Pre-trained Model and Sequential Model
In this study, the transfer learning technique was applied that was introduced by using ImageNet data to resolve inadequate data and the time for preparation. The weights trained on ImageNet were downloaded for each model. The feature maps were treated as input size in the applied layers training process. Besides, since the convolution base was run on the small data set and the extracted features were taken as input, it worked in a highly efficient way. Thus, for fine-tuning, a brief description was made of the CNNs employed for automatic detection. Table 1 shows the CNNs applied for the classification function and criteria for transfer learning. The parameters of the fine-tuning were determined after several experiments. The number of possible choices was limitless; their contribution to improving efficiency could be explored in future research. The parameter called frozen layer refers to the number of untrainable layers starting from the top of the CNN, which is good because their weights are not expected to change during the process of model training. The last activation feature map in the pre-trained model provides us with the bottleneck features, which can then be flattened and fed into a fully connected deep neural network classifier. The other layers closer to the output features were trained to allow the extraction of more information from the late coevolutio nary layers. A dropout layer(Hinton et al. 2012) was added to prevent the occurrence of overlapping (Hawkins 2004) for neural networks using two hidden layers as depicted in Figure 1. The network is trained with a softmax classifier for 15 epochs by using an RMSprop optimizer(Tieleman & Hinton 2012) and learning rate of 0.00001 with the batch size set to 32. The result of training the pre-trained model produces a high feature representation of the images before these features passed to sequential model, while the sequential model used as a classifier with the last three layers including the softmax classifer. The consumed time to start the first epoch and the total training time for each model are shown in Table 1.
METRICS
In this paper, the performance of classification models to detect positive case of COVID-19 based on popular pre-trained models was evaluated. The proposed deep transfer learning models were trained separately using the Python Programming Language. All experiments were conducted with Tesla K80 GPU graphics card on Google Collaboratory with Windows 10 operating system. We used tenfold-cross-validation approach to assess the performance of our models.
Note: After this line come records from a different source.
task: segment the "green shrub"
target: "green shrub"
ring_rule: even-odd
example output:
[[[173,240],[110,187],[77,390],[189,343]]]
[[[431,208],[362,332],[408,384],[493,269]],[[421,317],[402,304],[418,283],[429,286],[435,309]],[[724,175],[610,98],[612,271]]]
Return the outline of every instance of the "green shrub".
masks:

The confusion matrix provides a common basis for the performance of classifiers to be evaluated. The literature on performance metrics based on confusion matrices is plentiful and diversified. in addition, it includes both frequent proposals for new statistics and the development of statistical models for their estimation. Here, we introduce an open-source Python library known as PyCM(Haghighi et al. 2018). It is not only a Python-based multi-class confusion matrix library purposed to support both the input and direct matrix data vectors but also a useful tool for evaluating the post-classification model that supports overall statistics parameters and class-based statistics parameters.
Confusion matrix
A confusion matrix was introduced to analyze whether the prediction is consistent with the actual results. The confusion matrix is an effective method in assessing the classifier for its performance in classifying multi-class objects. This study focused on the general properties of the learning algorithm to address the problems with multi-class classification and measure quality with the confusion matrix. The instances in a predicted class represent each row of the matrix, while each column represents the instances in an actual class. The confusion matrix is regarded as one of the accurate measurements that provide more insight into the achieved validation accuracy. The three classes are investigated with the eight types of deep transfer learning. Nevertheless, such an assessment remains unclear, and the need for quantitative evaluation cannot be avoided(Carrillo et al. 2014).
Overall performance statistics
The most used metric for reporting multi-class classification output is its sample accuracy (ACC), that is defined as the number of correct predictions in all classes k, as divided by the number of examples, n. Despite the simplicity of this concept, it is known that the assessment of performance using sample accuracy alone is likely to result in misinterpretation. This is because accuracy doesn’t account for the degree of class imbalance that can be present in a specific data set(Akbani et al. 2004; Brodersen et al. 2012; Chawla et al. 2002), which means that it can only be interpreted correctly in relation to a baseline accuracy based on the dataset. The average F1 scores per-class, known as F1macro, provide a commonly used way to solve the constraint mentioned above. Multi-class and multi-label classification problems are often assessed by the “F1macro” metric(Opitz & Burst 2019) and are computed as simple arithmetic means. As one of the dominant metrics in the remote sensing region, the Kappa coefficient(Kc)(Cohen 1960) provides another solution to overcome the limitation on sample accuracy.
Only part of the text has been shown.